Pese a que todavía no hay ningún dato oficial, se sabe que en la fase de prueba se han llegado a ensamblar 160 unidades del Corsa eléctrico en una sola jornada por lo que se espera que la planta alcance las 500.000 unidades entre todos los modelos. Una de las ventajas que tiene esta línea de fabricación es su extrema flexibilidad ya que de la misma zona podrán salir desde Opel Crossland X hasta el propio Corsa (diésel, gasolina o eléctrico) como ya mencionamos.
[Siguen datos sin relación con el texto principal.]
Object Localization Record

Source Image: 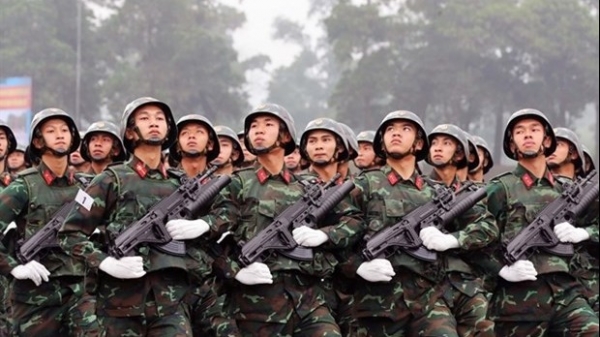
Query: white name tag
[75,190,94,211]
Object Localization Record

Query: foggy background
[0,0,599,172]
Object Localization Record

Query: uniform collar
[514,164,556,190]
[381,165,425,190]
[127,156,167,179]
[256,166,292,185]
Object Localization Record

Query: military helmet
[426,124,468,169]
[463,130,479,171]
[356,130,375,144]
[337,122,358,160]
[215,125,244,166]
[121,97,177,153]
[473,135,494,174]
[373,110,429,162]
[0,122,17,155]
[244,103,296,156]
[553,127,585,174]
[29,108,81,162]
[502,109,556,160]
[300,118,350,161]
[581,143,596,175]
[79,121,128,162]
[169,114,221,162]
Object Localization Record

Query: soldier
[469,136,494,185]
[80,121,127,175]
[224,103,352,336]
[338,122,358,180]
[345,111,497,336]
[0,108,98,336]
[59,97,227,336]
[581,144,596,176]
[300,118,364,336]
[486,109,598,336]
[211,125,244,175]
[237,130,256,169]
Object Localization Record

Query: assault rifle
[15,178,90,264]
[504,171,598,264]
[362,182,486,262]
[239,173,354,266]
[109,166,231,258]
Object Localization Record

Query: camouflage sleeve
[58,171,118,269]
[0,178,29,275]
[452,199,499,251]
[320,182,365,248]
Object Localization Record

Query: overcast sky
[220,0,309,105]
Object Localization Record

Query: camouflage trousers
[10,277,99,337]
[229,271,341,337]
[186,279,241,337]
[0,275,10,337]
[490,273,600,337]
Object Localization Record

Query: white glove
[235,262,273,286]
[292,226,329,247]
[356,259,396,282]
[498,260,537,282]
[98,256,146,279]
[554,221,590,243]
[419,226,459,252]
[166,219,210,240]
[10,260,50,286]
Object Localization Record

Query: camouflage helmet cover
[79,121,128,162]
[244,103,296,156]
[300,118,350,161]
[373,110,429,162]
[502,109,556,160]
[121,97,177,152]
[29,108,81,161]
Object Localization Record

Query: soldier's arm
[0,178,29,275]
[58,171,117,269]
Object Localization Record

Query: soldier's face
[34,118,72,153]
[383,121,417,154]
[0,129,8,158]
[215,137,234,165]
[429,135,462,166]
[306,130,337,164]
[248,115,280,151]
[127,104,169,144]
[354,142,375,169]
[284,148,301,170]
[179,123,212,154]
[88,132,115,161]
[511,118,551,156]
[546,139,577,168]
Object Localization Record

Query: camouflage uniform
[345,111,498,336]
[223,104,361,336]
[0,109,98,336]
[487,109,598,336]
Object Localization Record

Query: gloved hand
[419,226,459,252]
[356,259,396,282]
[166,219,210,240]
[292,226,329,247]
[554,221,590,243]
[498,260,537,282]
[235,262,273,286]
[10,260,50,286]
[98,256,146,279]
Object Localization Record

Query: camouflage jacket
[486,164,598,275]
[59,156,231,272]
[0,162,89,277]
[345,165,498,282]
[225,167,362,277]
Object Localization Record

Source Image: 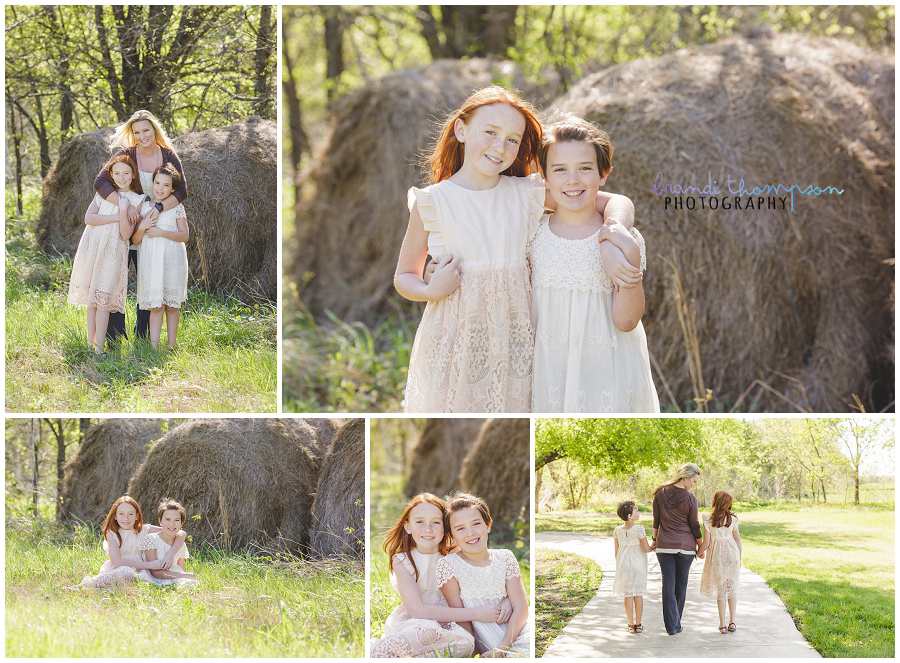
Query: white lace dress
[138,534,198,587]
[613,525,647,598]
[700,513,741,599]
[78,525,150,589]
[137,202,188,311]
[437,549,531,658]
[404,176,545,412]
[68,191,141,313]
[529,219,659,413]
[370,549,475,658]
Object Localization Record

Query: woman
[94,110,187,340]
[653,463,703,635]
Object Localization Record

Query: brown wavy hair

Todo ello permitirá un mayor margen de maniobra para poder adaptar la producción según la demanda que tengan.

Por ahora lo que si que podemos confirmar es que el nuevo Opel Corsa eléctrico ya se puede ver en los distintos concesionarios de la marca como unidades de prueba y demostración. Un modelo rejuvenecido con unas líneas modernas y un sistema eléctrico con un motor de 100 kW, batería de 50 kWh refrigerada por líquido, que le proporcionan 330 kilómetros de autonomía WLTP, y que está disponible desde 29.900 euros.